The Lord Chancellor is amazed to discover that his beloved wife alive once again. Iolanthe, however, has betrayed the conditions of her pardon, and the Fairy Queen is now left with no choice but to punish Iolanthe with death. As she prepares to execute Iolanthe, the Queen learns that the rest of the fairies have all now chosen husbands from among the Peers. The Lord Chancellor suggests a solution: change the law with one simple word, so that fairies, instead of being forbidden to marry mortals, are instead required to do so. The Fairy Queen cheerfully agrees and, to save her life, the dutiful soldier, Private Willis, agrees to marry her. Likewise, seeing no reason to stay in the mortal realm if peers are to be recruited from persons of intelligence, the peers agree to join the fairy ranks. They all sprout wings and leave together to live in fairyland.

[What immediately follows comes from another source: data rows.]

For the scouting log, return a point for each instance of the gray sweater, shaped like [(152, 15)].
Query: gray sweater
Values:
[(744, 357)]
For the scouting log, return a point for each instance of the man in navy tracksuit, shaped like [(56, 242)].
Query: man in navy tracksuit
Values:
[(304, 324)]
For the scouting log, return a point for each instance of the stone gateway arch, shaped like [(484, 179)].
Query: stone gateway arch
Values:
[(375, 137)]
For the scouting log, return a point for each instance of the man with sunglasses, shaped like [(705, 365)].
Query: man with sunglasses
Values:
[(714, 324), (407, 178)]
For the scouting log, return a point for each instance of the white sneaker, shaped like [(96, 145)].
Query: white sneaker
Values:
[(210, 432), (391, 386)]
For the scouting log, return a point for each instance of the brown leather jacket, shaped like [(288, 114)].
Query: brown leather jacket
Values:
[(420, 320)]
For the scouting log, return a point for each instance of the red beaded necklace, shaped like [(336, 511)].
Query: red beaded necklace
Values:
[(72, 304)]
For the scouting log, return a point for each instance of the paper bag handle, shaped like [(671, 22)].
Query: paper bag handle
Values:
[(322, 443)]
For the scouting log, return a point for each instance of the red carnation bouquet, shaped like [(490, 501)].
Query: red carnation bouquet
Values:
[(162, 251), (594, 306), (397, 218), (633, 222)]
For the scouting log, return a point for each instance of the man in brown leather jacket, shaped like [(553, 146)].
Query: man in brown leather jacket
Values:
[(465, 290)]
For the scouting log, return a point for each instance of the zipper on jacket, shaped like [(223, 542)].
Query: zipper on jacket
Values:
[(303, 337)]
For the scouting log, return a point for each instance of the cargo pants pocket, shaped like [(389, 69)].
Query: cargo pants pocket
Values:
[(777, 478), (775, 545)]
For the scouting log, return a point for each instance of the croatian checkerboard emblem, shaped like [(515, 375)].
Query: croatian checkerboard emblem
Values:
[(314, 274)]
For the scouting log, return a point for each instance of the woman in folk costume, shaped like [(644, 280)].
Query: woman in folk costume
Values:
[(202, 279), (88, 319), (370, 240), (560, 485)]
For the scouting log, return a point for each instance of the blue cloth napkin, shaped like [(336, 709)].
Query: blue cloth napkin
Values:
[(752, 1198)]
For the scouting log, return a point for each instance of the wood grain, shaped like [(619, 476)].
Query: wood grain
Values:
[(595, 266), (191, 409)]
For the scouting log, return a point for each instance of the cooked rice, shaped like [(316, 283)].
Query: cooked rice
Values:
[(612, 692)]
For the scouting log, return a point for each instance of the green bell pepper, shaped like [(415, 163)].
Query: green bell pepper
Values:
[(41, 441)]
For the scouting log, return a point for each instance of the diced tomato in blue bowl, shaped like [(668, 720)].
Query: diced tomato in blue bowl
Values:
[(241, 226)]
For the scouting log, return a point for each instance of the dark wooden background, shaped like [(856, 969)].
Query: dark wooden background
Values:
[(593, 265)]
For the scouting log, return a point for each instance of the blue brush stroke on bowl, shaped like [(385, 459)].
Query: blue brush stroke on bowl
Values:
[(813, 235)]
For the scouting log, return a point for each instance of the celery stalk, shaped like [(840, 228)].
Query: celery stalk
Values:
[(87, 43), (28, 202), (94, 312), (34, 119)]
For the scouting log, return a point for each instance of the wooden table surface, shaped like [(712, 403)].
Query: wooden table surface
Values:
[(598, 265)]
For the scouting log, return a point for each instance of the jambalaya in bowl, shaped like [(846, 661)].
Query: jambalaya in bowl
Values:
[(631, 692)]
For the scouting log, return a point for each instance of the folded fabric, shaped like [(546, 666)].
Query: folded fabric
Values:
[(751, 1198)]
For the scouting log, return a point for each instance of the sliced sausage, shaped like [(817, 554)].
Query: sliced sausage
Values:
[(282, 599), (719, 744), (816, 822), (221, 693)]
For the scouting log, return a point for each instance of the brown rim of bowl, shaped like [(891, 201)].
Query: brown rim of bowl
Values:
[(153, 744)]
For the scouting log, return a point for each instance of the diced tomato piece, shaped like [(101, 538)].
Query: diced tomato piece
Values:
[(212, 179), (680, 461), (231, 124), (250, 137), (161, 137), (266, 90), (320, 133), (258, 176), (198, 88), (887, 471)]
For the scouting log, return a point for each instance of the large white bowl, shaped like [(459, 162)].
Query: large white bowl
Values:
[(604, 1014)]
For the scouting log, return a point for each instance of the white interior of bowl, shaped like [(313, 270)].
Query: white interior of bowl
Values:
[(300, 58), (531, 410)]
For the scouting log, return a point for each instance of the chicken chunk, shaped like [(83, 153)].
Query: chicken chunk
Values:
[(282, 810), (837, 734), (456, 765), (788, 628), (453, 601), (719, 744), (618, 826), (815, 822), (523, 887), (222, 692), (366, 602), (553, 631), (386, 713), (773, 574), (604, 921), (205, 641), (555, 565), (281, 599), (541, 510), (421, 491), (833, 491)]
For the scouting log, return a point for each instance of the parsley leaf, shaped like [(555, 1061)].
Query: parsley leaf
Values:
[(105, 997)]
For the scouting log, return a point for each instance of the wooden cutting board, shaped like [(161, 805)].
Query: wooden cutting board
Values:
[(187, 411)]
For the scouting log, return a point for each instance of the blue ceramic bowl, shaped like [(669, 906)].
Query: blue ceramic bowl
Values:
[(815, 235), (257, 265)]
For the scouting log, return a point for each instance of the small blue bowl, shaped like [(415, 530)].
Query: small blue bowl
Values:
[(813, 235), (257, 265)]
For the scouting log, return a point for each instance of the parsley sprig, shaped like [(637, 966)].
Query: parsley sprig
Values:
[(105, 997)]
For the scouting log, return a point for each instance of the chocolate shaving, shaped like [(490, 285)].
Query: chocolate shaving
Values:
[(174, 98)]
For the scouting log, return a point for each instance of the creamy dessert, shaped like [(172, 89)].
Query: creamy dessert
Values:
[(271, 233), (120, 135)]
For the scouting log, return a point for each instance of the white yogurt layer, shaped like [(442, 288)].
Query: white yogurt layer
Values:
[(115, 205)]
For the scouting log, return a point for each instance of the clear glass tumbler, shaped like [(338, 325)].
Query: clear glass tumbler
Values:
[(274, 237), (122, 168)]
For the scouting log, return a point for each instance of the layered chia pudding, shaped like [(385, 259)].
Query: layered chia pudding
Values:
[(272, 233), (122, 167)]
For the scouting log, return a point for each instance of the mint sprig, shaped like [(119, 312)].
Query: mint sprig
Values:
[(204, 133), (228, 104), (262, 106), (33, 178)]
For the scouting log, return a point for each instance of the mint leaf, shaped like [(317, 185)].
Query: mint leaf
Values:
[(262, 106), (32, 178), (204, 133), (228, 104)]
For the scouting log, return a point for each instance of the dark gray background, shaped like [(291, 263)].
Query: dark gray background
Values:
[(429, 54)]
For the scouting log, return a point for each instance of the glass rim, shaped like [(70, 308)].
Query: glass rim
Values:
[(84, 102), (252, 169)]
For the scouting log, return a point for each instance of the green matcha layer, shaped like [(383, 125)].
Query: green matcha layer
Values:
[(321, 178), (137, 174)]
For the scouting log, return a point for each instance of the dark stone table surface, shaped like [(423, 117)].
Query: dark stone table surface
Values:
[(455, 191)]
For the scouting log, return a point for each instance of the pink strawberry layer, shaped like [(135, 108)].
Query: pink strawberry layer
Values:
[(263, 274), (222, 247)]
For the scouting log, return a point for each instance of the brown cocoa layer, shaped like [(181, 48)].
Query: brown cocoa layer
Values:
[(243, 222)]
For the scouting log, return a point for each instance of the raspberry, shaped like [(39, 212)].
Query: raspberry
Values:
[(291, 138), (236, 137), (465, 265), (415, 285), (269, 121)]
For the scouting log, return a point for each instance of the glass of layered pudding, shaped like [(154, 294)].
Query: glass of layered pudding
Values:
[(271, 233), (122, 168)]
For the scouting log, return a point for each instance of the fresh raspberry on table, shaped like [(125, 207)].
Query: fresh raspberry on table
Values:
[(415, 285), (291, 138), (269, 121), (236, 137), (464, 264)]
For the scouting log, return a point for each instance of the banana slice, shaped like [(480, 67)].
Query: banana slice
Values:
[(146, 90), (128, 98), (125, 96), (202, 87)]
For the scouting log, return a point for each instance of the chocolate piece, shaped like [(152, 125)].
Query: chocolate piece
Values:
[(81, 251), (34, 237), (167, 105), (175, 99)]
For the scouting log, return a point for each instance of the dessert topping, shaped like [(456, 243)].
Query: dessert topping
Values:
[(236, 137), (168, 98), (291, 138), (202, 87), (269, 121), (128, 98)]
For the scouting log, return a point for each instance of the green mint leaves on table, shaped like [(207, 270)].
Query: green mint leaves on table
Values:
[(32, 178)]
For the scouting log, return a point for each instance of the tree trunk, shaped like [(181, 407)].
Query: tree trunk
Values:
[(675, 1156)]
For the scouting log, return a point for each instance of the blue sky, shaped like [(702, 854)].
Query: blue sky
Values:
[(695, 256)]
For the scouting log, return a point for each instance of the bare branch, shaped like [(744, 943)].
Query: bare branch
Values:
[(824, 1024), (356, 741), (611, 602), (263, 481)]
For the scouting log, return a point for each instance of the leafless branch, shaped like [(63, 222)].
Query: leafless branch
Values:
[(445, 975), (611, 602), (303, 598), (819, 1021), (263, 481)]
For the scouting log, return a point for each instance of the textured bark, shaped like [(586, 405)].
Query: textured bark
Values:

Iolanthe, the first opera to premiere at the new Savoy Theatre, had a successful initial run in London of 398 performances, spanning the holiday seasons of both 1882 and 1883. In an unprecedented first, the New York premiere was given on the same date — November 25, 1882, with the composer's assistant, Alfred Cellier, conducting. Iolanthe was not revived in London until 1901, making it the first of the operas to be revived after the composer's death the year before. It was also included in two Savoy repertory seasons, in 1906–07 and 1908–09.
In the British provinces, Iolanthe played — either by itself, or in repertory — continuously from February 1882 through 1885, then not again until late 1891. From then on, it was always present in the D'Oyly Carte touring repertory, being included in some part of every season until the company's closure in 1982.
Iolanthe had the distinction of being the first Gilbert and Sullivan opera performed professionally in London by a non-D'Oyly Carte company. It was produced at the Sadler's Wells Theatre on January 24, 1962 at the Sadler's Wells Theatre, less than one month after the Gilbert copyrights expired.
The following table shows the history of the D'Oyly Carte productions in Gilbert's lifetime:
The following tables show the casts of the principal original productions and D'Oyly Carte Opera Company touring repertory at various times through to the company's 1982 closure:
Impact upon Chief Justice Rehnquist
William H. Rehnquist, then Chief Justice of the United States, was inspired to add four golden stripes to the sleeves of his judicial robes after seeing the costume of the Lord Chancellor in a production of Iolanthe. The current Chief Justice, John G. Roberts Jr., has not continued the practice.